Viral load quantification:
Twelve studies evaluated DBS (approximately 1,100 specimens, not reported for one study), nine studies evaluated DPS (917 specimens) and no study evaluated DSS. The reported lower limits of detection for DBS at specimen a volume of 100μL ranged from 2.9 to 3.3 log10 RNA copies/mL (four studies). Correlation coefficients for DBS compared with liquid plasma specimens ranged from 0.72 to 0.99 (eight studies). Median differences between DBS and liquid plasma specimens were less than 0.5 log10 RNA copies/mL (five studies). Reported lower limits of detection for DPS at specimen a volume of 50 μL, ranged from 3 to 3.6 log10 RNA copies/mL (three studies); the lower limit of detection was 3 log10 RNA copies/mL at a specimen volume of 200 μL (one study). The correlation coefficients for DPS compared with liquid plasma specimens ranged form 0.86 to 0.97 (four studies). Median differences between DPS and liquid plasma specimens were <0.7 log10 RNA copies/mL (three studies). Five studies evaluated the correlation between DBS and DPS and significant correlation was found by four studies.
Resistance genotyping:
Nine studies evaluated DBS, two studies evaluated DPS and two studies evaluated DSS. For DBS specimens, amplification success rates ranged from 58% to 95% (eight studies); amplification success rates tended to be higher for higher viral loads (>3 log10 RNA copies/mL).
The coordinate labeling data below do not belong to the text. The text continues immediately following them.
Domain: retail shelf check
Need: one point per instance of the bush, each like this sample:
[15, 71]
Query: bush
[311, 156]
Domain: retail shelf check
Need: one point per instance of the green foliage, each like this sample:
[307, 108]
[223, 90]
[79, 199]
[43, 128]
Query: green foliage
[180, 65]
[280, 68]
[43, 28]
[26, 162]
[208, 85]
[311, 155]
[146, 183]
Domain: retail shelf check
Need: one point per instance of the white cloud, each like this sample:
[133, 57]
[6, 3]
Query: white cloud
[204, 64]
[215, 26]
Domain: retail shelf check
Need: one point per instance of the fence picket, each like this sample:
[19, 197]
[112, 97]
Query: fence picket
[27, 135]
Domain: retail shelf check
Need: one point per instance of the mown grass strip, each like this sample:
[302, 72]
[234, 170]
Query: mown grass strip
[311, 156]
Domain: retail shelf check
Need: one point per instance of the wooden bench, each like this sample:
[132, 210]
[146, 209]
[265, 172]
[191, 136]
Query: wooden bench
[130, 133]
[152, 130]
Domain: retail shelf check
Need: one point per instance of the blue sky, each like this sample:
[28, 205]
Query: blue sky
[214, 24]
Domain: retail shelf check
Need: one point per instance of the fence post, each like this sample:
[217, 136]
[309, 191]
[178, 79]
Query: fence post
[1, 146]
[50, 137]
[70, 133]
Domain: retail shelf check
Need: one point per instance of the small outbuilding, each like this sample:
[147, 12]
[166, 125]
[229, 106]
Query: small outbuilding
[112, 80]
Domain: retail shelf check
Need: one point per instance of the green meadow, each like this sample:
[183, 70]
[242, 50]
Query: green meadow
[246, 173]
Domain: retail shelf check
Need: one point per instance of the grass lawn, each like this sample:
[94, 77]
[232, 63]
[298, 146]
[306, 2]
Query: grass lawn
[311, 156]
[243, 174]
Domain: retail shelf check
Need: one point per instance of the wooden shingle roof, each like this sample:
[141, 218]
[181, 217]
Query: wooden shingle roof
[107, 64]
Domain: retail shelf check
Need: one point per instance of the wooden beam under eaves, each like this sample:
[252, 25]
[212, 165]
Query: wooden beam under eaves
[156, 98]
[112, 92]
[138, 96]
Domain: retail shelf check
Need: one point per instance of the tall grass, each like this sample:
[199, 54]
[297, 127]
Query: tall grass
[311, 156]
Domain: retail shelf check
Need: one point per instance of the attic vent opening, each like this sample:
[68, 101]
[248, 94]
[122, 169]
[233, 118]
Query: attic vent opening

Reported concordance between nucleic acid sequences generated from DBS and liquid plasma specimens was between 98.5% and 99.9% (five studies, six data sets) and reported concordance of drug resistance-associated codons detected from DBS and liquid plasma specimens was between 44% and 100% (seven studies, eight data sets). For DPS/DSS genotyping was considered reliable for viral load values above 4 log10 RNA copies/mL from 20 μL samples.
Nucleic acid stability:
Adequate nucleic acid stability was reported for a variety of sample storage conditions (full details were reported in the paper).